The amount was calculated from plating. A sample negative for serovar Enteritidis is indicated by N.

N represents the substrate tested for DNA extraction and subsequent TaqMan PCR.

Evaluation of the selected S. enterica detection procedure from manure samples.

The amount of GIPC DNA extracted from six manures using Bio101 was quite consistent for a subset of those manures (M1, M3, M4, and M6), with a mean C_T value of 28.98 and an SD of 0.62 (P = 0.805). The mean C_T values of this subset differed significantly (P = 0.001 to 0.026) from those of M2 and M5, with mean C_T values of 31.64 ± 1.08 and 33.85 ± 2.05, respectively (Table 2).

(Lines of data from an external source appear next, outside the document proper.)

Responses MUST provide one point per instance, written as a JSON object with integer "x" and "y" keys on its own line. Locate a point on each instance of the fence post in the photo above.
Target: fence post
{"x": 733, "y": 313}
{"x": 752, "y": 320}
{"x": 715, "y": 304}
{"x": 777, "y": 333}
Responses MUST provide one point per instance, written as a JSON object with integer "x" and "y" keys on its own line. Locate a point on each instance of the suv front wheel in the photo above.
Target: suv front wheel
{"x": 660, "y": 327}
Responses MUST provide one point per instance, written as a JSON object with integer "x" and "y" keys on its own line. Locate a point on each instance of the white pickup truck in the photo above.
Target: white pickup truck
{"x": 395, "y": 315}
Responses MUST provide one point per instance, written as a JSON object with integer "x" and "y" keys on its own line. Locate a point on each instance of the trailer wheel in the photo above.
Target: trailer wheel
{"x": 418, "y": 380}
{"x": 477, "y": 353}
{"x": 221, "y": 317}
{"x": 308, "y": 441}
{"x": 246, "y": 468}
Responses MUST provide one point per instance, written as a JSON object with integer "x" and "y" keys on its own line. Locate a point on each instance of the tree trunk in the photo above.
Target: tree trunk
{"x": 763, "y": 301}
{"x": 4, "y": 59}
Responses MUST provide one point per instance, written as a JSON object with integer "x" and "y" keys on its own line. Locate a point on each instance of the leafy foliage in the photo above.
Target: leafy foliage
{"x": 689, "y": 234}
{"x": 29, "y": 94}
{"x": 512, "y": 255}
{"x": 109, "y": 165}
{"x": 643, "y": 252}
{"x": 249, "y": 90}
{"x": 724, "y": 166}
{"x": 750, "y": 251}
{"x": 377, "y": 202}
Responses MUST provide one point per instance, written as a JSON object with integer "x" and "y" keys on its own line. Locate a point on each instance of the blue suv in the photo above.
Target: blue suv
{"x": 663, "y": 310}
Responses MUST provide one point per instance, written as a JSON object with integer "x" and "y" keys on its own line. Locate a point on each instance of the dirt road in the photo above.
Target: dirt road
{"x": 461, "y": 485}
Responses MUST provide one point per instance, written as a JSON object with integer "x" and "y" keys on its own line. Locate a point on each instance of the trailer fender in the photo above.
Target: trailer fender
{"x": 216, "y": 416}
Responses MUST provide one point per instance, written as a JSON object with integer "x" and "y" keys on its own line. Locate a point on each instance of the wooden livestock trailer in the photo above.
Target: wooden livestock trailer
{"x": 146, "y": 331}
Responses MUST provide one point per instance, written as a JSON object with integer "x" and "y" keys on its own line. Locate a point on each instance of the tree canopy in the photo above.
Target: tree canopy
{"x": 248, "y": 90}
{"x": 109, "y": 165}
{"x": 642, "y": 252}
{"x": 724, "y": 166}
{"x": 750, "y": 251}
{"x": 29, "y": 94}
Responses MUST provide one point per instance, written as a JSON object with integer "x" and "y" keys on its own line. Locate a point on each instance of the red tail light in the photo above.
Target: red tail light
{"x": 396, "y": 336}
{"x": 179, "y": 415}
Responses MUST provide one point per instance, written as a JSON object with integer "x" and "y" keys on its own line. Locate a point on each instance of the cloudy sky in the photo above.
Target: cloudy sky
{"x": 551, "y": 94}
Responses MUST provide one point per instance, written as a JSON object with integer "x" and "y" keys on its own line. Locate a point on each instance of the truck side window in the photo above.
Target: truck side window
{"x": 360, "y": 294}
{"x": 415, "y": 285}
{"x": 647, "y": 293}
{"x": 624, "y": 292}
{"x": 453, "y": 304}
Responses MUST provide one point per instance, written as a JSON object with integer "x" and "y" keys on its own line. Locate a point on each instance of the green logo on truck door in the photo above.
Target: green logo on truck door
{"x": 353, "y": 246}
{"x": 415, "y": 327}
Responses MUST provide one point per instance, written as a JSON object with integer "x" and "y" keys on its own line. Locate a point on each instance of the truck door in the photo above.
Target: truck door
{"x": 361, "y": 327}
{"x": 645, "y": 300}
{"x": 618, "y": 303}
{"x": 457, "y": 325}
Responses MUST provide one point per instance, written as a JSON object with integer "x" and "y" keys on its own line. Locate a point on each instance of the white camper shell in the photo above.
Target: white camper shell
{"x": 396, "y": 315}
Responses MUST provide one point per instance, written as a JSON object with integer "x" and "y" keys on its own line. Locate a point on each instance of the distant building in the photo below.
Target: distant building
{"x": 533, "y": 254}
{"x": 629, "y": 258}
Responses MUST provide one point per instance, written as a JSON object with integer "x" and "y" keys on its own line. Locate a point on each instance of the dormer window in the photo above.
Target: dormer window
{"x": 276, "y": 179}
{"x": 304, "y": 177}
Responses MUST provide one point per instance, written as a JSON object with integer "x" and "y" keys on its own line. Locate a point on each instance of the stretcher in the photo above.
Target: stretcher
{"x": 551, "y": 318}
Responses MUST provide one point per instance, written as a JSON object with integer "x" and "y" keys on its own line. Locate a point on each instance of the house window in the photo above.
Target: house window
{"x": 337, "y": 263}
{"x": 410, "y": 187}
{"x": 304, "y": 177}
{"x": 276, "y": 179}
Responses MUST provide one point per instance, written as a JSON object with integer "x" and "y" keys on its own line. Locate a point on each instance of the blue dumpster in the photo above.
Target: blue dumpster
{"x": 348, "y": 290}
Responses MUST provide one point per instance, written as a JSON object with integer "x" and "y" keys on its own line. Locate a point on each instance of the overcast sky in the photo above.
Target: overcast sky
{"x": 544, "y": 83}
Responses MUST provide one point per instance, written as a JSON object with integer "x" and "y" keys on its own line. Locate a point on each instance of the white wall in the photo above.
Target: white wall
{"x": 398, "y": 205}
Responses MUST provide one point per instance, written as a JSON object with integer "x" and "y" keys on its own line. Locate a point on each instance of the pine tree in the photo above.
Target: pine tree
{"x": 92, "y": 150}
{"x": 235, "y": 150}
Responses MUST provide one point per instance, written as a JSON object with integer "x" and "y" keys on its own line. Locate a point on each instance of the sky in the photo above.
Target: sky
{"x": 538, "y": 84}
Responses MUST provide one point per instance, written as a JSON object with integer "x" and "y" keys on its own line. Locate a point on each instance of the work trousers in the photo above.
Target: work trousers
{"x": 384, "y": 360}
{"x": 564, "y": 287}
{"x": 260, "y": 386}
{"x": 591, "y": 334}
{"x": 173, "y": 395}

Serovar Enteritidis was detected by TaqMan PCR at a range from 1.8 × 10⁷ down to 1.8 × 10³ CFU/100 mg of manure (equal to 9.2 CFU/PCR) when extracted directly from manure (Table 3). Detection of Salmonella DNA extracted from manure M2 was not possible. Manure M5 was positive for serovar Enteritidis only when large amounts (10⁶ to 10⁷ CFU) of serovar Enteritidis cells were added to 100 mg of substrate prior to DNA extraction (Table 3). Enrichment of manures inoculated with serovar Enteritidis enabled the detection of even 1 CFU of serovar Enteritidis originally added per 100 mg of each manure (Table 3).

Evaluation of the selected S. enterica detection procedure from compost samples.

GIPC DNA extraction from compost with Mobio_fecal resulted in significantly different (P = 0.03) C_T values for compost CA and CB, with mean C_T values of 32.88 ± 1.84 and 31.41 ± 0.78, respectively. Serovar Enteritidis extracted from compost CB was detected by TaqMan PCR in a range of 1.2 × 10⁷ CFU down to 1.2 × 10³ CFU/100 mg of compost (equal to 6.2 CFU/PCR) (Table 2). DNA extraction from compost CA was less efficient than that from CB (Table 3). Enrichment of serovar Enteritidis inoculated in the compost samples enabled the detection of even 1 CFU originally added to 100 mg of both compost samples (Table 3).

Quantification of serovar Enteritidis present in various environmental substrates.

Regression of S. enterica C_T values on the log(amount of target CFU) for each soil, manure, and compost separately resulted in a good fit for the Salmonella dilution series tested (R² = 0.90 to 0.99), except for manures M2 and M5 (no regression analysis possible) and compost CA (R² value of 0.87).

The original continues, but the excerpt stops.